Orkin later repeated his success with The Tooth Fairy (he played the title character) and joined up with Dick Bertis to create a series of funny radio ads in the footsteps of Stan Freberg.
Oh, man. I heard The Tooth Fairy when it was broadcast way back in 1982 and thought it was great. I’ve had a hard time finding it, or anyone who had even heard of it. But I never heard his name, or of Chickenman.
Ah, Chickenman. When I was working summers at Del Monte sharpening cutter blades during corn pack, we always tried to arrange our work so that we were in the back actually sharpening when the show was on the radio.
The local station played segments of Chickenman way back in the 60’s, I was in high school and boy, did it crack us up! ‘He’s everywhere, he’s everywhere!’ I can just hear the Commissioner’s secretary, Miss Helfinger, voice dripping with contempt at dealing with those fools!
He was still active in radio advertising up until his death, running a production company in southern California. He had a long-running campaign in Chicago for First American Bank (here’s an ad from the campaign), for which he’d still been doing ads as recently as last year.
I remember Chickenman. I thought it was on WLS rather than WCFL though. Maybe it was after Lujack moved to CFL. I still break out Animal Stories now and then.
My sister was also in radio advertising in Chicago; she worked with Dick occasionally. I always enjoyed the bank ads where he’s trying to talk his grandmother out of some harebrained scheme to make money.
Chickenman was hilarious. “He’s everywhere! He’s everywhere!” was ingrained deep in the synapses of everybody who ever heard it. It would pop up in their brains for the next five decades, more indelible than any Monty Python meme.
Yes, it must seem strange to younger folk to have a 50-year-old radio parody be the headline of your obituary, but that’s like saying that it would be strange to have The Beatles be in the headline of Ringo’s death. Some things just can’t be topped.
People forget that Dick Orkin did a lot of boring ads, too. he was so prolific that you heard his voice on hundreds of “normal” furniture or mattress ads, too – If you grew up in Chicago (or like me, within radio earshot – the best AM stations in Milwaukee were WLS and WCFL).
We used to hear Chickenman on the radio in DC when I was a kid. Suddenly they stopped playing it and there was a local kerfuffle about the missing radio program.
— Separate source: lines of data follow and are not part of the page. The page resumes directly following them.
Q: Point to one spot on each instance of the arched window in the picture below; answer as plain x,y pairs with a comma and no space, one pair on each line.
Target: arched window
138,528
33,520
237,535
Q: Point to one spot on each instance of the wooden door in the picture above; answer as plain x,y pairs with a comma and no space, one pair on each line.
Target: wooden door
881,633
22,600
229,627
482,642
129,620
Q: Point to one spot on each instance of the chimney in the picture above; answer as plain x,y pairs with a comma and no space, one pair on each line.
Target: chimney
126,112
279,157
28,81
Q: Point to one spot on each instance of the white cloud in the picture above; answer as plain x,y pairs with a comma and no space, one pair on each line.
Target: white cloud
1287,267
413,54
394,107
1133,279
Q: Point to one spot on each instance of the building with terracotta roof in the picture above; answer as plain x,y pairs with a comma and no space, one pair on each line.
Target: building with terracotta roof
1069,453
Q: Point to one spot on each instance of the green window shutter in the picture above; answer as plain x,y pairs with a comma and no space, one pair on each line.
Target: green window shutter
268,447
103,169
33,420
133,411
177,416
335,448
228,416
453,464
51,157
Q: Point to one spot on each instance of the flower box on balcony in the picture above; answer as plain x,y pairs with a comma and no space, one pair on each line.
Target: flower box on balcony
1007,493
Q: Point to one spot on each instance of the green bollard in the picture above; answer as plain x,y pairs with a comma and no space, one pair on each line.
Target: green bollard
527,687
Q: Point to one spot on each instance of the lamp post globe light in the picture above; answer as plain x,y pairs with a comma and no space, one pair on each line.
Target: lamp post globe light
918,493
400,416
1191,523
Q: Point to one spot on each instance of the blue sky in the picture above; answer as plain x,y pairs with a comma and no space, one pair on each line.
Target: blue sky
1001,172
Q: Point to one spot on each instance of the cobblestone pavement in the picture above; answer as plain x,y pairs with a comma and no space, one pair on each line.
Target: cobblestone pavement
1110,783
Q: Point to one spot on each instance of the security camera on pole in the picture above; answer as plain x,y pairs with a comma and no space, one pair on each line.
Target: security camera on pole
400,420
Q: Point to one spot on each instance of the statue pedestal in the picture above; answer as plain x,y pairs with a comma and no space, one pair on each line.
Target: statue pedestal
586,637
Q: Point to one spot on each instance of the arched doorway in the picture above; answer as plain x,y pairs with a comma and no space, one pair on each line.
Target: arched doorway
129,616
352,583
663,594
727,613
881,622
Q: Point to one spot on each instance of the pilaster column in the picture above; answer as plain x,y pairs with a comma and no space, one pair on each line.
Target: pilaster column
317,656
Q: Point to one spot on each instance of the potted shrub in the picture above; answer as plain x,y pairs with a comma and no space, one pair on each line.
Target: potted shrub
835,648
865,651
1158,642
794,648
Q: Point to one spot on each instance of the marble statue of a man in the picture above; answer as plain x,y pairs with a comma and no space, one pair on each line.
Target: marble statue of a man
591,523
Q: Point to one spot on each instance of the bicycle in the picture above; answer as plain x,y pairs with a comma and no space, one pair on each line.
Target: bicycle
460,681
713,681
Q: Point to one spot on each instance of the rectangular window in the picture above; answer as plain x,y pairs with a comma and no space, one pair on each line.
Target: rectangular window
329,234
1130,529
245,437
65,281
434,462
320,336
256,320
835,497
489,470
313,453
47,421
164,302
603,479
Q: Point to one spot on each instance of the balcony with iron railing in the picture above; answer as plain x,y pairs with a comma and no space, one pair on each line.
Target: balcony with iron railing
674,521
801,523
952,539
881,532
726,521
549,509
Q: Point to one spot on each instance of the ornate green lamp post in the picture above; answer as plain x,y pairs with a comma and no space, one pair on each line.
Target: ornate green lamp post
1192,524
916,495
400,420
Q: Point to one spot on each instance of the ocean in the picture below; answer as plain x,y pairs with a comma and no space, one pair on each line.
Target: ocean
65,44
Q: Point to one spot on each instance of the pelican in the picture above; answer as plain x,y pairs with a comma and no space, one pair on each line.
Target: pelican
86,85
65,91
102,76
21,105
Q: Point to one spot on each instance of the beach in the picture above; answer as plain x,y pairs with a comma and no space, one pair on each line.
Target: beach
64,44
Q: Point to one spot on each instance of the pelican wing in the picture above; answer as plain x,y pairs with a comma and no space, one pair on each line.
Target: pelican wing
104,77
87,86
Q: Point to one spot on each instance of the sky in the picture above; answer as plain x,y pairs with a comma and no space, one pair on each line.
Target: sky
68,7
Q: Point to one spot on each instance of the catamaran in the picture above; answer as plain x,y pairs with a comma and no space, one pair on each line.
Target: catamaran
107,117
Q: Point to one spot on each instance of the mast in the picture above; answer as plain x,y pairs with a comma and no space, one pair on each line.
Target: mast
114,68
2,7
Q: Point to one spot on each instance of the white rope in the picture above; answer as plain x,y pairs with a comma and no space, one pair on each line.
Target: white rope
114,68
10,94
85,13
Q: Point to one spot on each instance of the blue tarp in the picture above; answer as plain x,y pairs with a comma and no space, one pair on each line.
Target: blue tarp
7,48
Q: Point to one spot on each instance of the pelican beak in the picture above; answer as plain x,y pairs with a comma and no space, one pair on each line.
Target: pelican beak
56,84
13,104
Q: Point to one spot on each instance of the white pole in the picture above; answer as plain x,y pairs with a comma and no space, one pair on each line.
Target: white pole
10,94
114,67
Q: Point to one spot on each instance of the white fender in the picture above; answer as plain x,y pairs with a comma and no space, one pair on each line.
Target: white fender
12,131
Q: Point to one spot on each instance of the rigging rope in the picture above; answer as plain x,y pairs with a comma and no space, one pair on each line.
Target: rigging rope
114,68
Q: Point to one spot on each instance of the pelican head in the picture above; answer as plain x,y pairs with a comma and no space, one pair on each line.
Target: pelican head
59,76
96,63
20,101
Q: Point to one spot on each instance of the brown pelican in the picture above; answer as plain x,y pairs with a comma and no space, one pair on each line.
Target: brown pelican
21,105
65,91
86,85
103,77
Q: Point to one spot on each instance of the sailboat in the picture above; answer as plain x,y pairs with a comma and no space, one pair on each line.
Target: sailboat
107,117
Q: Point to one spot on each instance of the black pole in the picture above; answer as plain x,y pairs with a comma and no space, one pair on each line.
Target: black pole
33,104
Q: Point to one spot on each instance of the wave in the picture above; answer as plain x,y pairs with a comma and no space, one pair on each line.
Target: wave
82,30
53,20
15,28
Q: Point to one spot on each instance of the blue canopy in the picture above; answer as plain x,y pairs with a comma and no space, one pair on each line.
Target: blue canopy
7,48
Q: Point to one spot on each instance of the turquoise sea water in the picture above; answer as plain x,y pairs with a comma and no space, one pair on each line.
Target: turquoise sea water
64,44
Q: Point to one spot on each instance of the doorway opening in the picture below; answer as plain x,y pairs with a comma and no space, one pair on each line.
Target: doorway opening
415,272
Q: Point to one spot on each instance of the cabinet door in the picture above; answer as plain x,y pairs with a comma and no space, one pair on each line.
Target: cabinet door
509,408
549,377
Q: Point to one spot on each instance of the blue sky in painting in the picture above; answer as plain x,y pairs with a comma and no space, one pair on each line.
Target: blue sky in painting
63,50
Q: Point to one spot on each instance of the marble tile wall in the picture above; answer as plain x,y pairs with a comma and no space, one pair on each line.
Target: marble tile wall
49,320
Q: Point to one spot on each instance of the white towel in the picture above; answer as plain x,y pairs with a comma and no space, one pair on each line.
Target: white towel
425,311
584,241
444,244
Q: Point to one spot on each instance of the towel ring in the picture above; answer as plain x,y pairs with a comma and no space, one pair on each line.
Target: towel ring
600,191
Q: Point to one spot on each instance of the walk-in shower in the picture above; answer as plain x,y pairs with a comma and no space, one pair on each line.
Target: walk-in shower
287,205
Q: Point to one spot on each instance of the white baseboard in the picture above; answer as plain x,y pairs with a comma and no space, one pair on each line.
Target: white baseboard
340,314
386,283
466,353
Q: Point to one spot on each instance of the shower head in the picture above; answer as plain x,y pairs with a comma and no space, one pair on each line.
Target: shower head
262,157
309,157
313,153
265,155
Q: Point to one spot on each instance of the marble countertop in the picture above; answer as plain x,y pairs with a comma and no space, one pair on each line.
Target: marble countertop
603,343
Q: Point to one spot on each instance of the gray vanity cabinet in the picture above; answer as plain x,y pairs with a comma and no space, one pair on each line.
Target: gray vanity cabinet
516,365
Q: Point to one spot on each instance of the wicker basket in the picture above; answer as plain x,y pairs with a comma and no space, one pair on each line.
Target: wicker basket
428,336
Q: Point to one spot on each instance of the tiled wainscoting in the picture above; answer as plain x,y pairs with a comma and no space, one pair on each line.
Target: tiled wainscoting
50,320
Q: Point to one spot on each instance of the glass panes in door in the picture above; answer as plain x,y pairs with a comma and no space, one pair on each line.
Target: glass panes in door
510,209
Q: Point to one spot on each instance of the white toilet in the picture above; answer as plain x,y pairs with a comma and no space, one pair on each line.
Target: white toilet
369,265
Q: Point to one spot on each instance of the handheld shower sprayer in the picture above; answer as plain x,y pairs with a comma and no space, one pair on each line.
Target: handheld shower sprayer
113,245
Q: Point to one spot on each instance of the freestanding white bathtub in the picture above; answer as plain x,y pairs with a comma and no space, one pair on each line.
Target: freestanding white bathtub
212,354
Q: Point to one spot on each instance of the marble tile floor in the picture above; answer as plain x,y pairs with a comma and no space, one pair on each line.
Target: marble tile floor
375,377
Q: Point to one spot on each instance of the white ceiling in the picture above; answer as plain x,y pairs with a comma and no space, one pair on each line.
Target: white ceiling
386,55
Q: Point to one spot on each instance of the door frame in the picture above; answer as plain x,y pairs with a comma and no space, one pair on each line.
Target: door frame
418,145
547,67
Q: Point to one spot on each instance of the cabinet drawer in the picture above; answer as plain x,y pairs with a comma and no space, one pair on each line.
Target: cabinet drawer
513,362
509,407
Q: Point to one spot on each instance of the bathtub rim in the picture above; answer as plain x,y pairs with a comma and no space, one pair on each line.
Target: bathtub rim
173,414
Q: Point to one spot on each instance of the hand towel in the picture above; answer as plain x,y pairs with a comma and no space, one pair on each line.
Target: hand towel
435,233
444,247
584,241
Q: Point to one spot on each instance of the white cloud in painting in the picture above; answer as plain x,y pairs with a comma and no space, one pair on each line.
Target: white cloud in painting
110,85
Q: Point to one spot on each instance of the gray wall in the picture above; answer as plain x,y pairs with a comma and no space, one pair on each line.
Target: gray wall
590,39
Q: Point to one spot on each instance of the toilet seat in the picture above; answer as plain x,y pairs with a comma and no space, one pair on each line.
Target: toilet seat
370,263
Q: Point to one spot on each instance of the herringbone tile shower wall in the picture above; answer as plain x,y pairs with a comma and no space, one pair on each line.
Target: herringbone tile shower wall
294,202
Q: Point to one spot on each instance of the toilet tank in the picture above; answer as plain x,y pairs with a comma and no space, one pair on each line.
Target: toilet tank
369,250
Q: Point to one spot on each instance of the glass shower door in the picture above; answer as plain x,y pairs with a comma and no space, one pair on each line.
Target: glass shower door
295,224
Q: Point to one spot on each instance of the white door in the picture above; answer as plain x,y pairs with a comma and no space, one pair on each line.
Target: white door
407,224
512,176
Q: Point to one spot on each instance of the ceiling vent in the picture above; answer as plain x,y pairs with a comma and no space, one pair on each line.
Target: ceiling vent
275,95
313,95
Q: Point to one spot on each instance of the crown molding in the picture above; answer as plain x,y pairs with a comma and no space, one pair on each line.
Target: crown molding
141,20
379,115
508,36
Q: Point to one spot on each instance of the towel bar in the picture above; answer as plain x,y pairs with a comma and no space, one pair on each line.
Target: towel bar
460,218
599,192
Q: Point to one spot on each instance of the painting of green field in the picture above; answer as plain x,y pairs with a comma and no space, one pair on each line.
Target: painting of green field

Dick Orkin was most definitely a radio man. His skits required imagination on the part of the viewer to take the place of visuals. I still remember the ads (pseudo-ads?) he did for the thin vinyl record inserts that could be put in magazines.
A burglar breaks into an apartment and finds a brochure on the coffee table advertising the burglar alarm. But the brochure can only simulate the sound of the alarm…bing-da-bing-da-bing, like dat? It was an illustration of what the record could do to sell your (audio) product. I guess you hadda be there.
For certain – the First American Bank ad that I linked to is from that campaign.
When I posted about Orkin’s passing on Facebook, I learned from a former co-worker of mine (I work in advertising, as well, though never worked with Orkin) that her sister was a longtime associate of Orkin’s, and, in fact, was the voice of Grandma in those ads.
Those segments were part of my morning routine getting ready for school. I bought the entire cd set several years ago, to listen to on long road trips. Great memories.